04/02/2020
I have been working on a new workshop I intend to offer when possible. It will be a Family Heritage Shadowbox/Collage workshop. As a family historian who also offers collage workshops, this sounds like fun to me. I look forward to assisting others in their creation of a shadowbox/collage that portrays one or more of their family members.
Here is an example shadowbox/collage that I recently created, featuring my great-great-aunt, Alice Johnston. The cut-out photo of her is likely her graduation photo. She was a Missouri country girl who grew up to be a newspaper journalist in Chicago and New York City, from 1896 to 1903. This was a time that very few women worked in the newspaper business. Alas, her life was cut short by the scourge of the day, tuberculosis.
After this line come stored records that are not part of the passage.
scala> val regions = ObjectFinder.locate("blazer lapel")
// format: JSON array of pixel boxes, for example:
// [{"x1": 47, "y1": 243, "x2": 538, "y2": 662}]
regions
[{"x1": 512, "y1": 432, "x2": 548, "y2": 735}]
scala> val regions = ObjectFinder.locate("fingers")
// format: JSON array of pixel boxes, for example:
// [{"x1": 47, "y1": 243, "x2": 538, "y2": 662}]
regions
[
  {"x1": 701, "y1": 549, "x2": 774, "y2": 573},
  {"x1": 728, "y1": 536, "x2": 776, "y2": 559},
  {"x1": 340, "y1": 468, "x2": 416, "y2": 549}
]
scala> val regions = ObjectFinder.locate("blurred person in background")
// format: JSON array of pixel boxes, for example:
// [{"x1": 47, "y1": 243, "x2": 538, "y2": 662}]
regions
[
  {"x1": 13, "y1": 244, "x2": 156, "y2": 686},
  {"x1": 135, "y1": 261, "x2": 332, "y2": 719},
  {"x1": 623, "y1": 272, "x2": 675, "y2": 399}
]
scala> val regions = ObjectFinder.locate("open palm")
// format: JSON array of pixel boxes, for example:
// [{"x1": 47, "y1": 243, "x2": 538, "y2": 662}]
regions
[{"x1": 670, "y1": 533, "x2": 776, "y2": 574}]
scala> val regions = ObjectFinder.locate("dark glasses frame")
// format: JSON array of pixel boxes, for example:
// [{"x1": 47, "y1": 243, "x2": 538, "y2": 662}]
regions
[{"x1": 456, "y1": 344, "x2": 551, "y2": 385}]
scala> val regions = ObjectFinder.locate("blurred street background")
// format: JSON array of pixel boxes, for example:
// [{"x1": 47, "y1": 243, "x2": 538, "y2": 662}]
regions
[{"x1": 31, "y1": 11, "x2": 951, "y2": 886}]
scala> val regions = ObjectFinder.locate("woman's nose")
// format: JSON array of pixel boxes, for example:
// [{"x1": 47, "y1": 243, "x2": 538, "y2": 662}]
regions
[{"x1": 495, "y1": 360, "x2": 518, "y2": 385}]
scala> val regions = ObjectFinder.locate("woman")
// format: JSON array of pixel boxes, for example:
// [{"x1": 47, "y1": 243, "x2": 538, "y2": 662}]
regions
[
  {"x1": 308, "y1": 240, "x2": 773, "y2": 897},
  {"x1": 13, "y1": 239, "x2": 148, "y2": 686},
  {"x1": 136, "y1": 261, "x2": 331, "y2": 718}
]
She wrote many letters to her father (which I am fortunate to have), and always began them with "Dear Pa". So I've included a photo of him (my greag-great-grandfather, John W. Johnston) along with photos of her mother, brother, and sister. A photo of Alice when she was a newspaper reporter in New York overlays the two major newspapers she worked for.
I have no actual possessions of Alice's, other than her letters. So I found a simple fountain pen that I mounted, and a cutout of an early typewriter that the New York World newsroom used — to represent what she would have used to write with.
Sadly, we've only been able to locate a few of Alice's writings. Older family members have said there was once a trunk full of her writings, but it had been burned because mice had gotten into it. And many newspapers of the day did not give credit to the reporter who had written the story.
The house at the lower right of the green background is where she spent her last three years, in Monett, Missouri. Her sister, Josephine, took care of her through that time, until her passing.
There is much more I could share about Alice... she had a rich and interesting life. I shall do that at a later time.